Это ее совсем потрясло. Во взгляде мелькнула жалость.
– Царевна, сегодня вечером я прикажу доставить тебе зеркало. Если в деревне, где мы остановимся на ночлег, есть хоть одно – ты увидишь себя, царевна. Обещаю!
– Я благодарна тебе, Амина. Сколько лет ты уже служишь мне?
– Тебе было шесть великих разливов Нила, царевна, когда ты выбрала меня с позволения своего отца.
– А сейчас мне сколько?
– Уже шестнадцать. Отец планировал найти тебе хорошего мужа…
Тут на глаза ей навернулись слезы. Похоже, она совершенно искренне привязана к царевне. Значит, теперь она привязана ко мне. Да, она, возможно, не так и умна и у нее не слишком широкий кругозор. Да и плевать. Для меня сейчас её преданность – важнее. Она служит уже десять лет и…
– Амина, ты была замужем? У тебя есть дети?
– Нет, царевна! Как можно! Отец хотел отдать меня замуж, но ты выбрала меня и спасла! Я узнавала потом. Этот мужчина женился, но он бил свою жену и она умерла родами. Я так благодарна, что ты спасла меня от такой участи!

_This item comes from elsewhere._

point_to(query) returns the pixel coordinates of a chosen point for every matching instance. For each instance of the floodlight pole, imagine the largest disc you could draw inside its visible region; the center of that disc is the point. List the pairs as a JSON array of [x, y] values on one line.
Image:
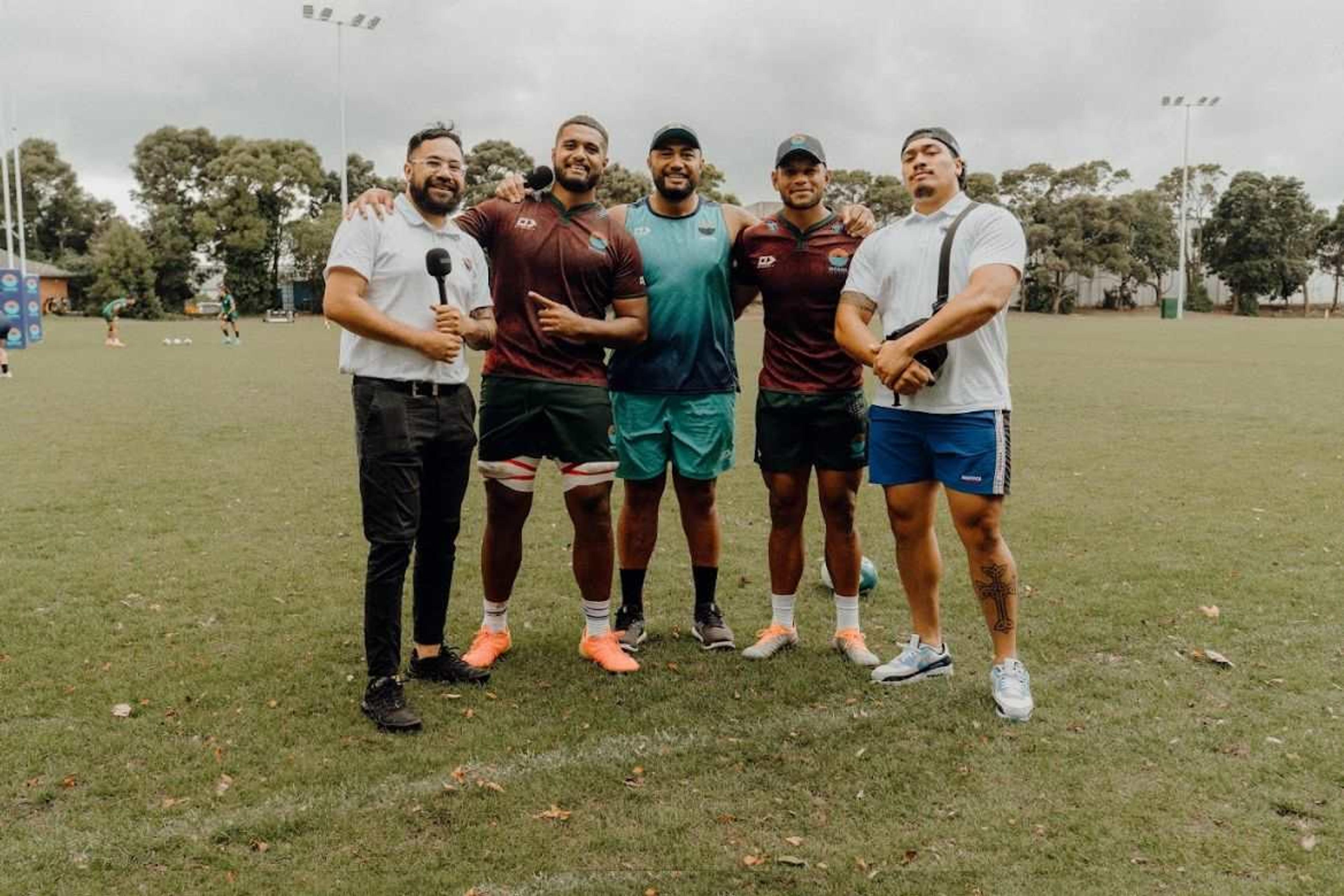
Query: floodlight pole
[[18, 190], [5, 184], [1184, 192], [357, 22]]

– Скажи, у тебя есть желание?
– Какое?
Она совершенно искренне растерялась.
– Ну, может быть ты хочешь красивое украшение? Или, например, ты устала служить мне и хочешь свой дом? Ты сама будешь там госпожа. Или ты хочешь хорошего мужа? Я желаю отблагодарить тебя. Не торопись с желанием, Амина. Ты можешь подумать, время еще есть. А пока – давай немного отдохнем. Скоро спадет жара и я снова пойду говорить с Имхотепом…
Глава 13
Я не аналитик! Ни разу не аналитик…
Я слабо представляла, что делать с кучей знаний, которые впихивал в мою голову Имхотеп.
Он много лет жил и работал при дворе фараона. Он был личным лекарем и архитектором Нечерихета. Он знал все окружение владыки. Но, как и у любого человека, у него были личные симпатии и антипатии. Поэтому я запоминала характеристики чиновников высшего уровня, управляющих хозяйством, высших жрецов и военачальников. Делая небольшие пометки о том, что вот это или это нужно проверить. Возможно, Имхотеп несколько предвзят. Я делала записи на листе папируса, это такие толстые и плотные листы, склеенные из частей. Довольно интересный материал, надо сказать.

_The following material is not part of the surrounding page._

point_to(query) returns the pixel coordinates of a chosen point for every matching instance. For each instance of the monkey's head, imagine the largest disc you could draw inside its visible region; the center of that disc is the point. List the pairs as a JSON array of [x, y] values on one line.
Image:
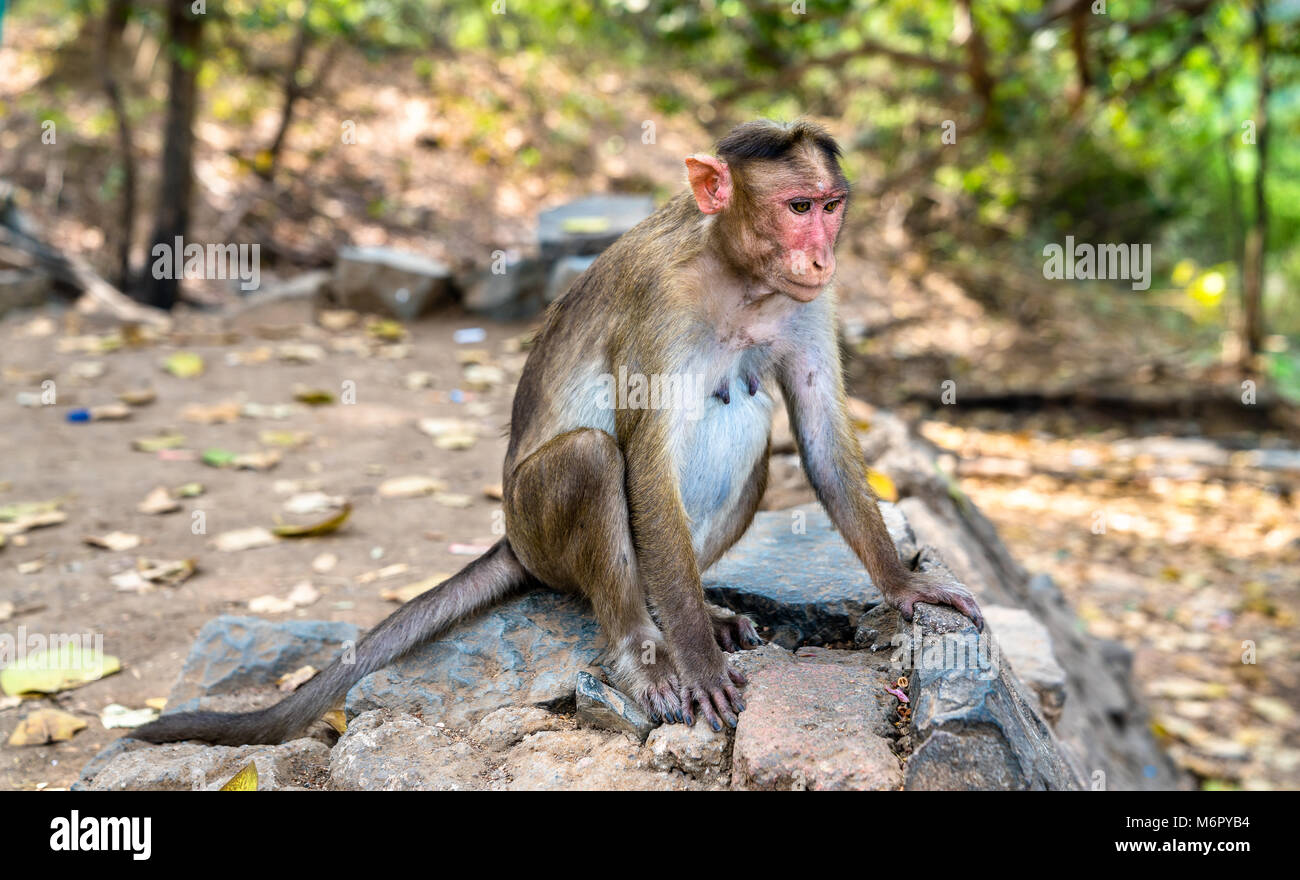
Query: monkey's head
[[779, 195]]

Писала я на русском, объяснив новый язык подарком Великого Ра и вызвав боязливые и уважительные взгляды. Имхотеп лично затачивал мне тонкие стебли тростника маленьким бронзовым ножом и разводил в углублении дощечки чернила. Эти тростниковые палочки напоминали мне перьевые ручки, которые раньше были в каждом отделении почты. Немного помучившись тем, как часто пришлось тыкать палочку в чернила, я надергала тонких ниток с одного из кусков ткани, на которых спала, свернула небольшой жгутик и аккуратно засунула в отверстие тростинки. Намокший в чернилах комочек медленно отдавал краску и писать стало гораздо удобнее. Имхотеп смотрел с любопытством. Основное неудобство заключалось в том, что папирус сворачивался в рулоны. Точнее – свитки. Сделать картотеку пока не получалось и искать сведения было затруднительно. Но на память я никогда не жаловалась, поэтому старалась запоминать по максимуму.